Usually, the most common use-case for this functionality is logging in programs with multiple modules, e.g. you import 2-3 libraries that also use Sealog, so you want to pass them special configs. See Writing libraries with Sealog.
Another practical case is logging in extremely performance critical situations: it is sometimes not acceptable to write many exceptions case and filters in dispatching scheme for performance critical sections, because it could make things too complicated. In these cases it could be better to write a simple config, which just holds 1 constraint and 1 output and just use this config in all such critical files.
NOTE: In most situations, even in high-load apps, you don't need that, because you just should log so much. Info messages and warns for diagnostics (not frequent), errors and critical for errors (also not frequent). Debug and Trace should be disabled in production configs. So probably, this 'multi-config' feature should be used rarely in case it is absolutely needed.
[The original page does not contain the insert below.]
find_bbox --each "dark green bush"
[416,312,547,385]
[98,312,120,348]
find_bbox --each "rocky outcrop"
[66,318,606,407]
Actually, all Sealog package-level funcs are operating on package-level config variables. They are:
(sealog/log.go)
var currentConfig *config.LogConfig
var defaultConfig *config.LogConfig
When you call sealog.SetConfig func, you overwrite 'currentConfig' variable. All funcs, like 'Trace', 'Debug', 'Info', etc. - use 'currentConfig' under the hood. If 'currentConfig' was not set yet, 'defaultConfig' is used.
In a normal case you call 'SetConfig' to overwrite the package level variable 'currentConfig'. If you need more configs in addition to the package-level 'currentConfig', you create those additional configs and use special methods which end with 'WithConfig': TraceWithConfig, DebugWithConfig, and others, passing them these additional configurations.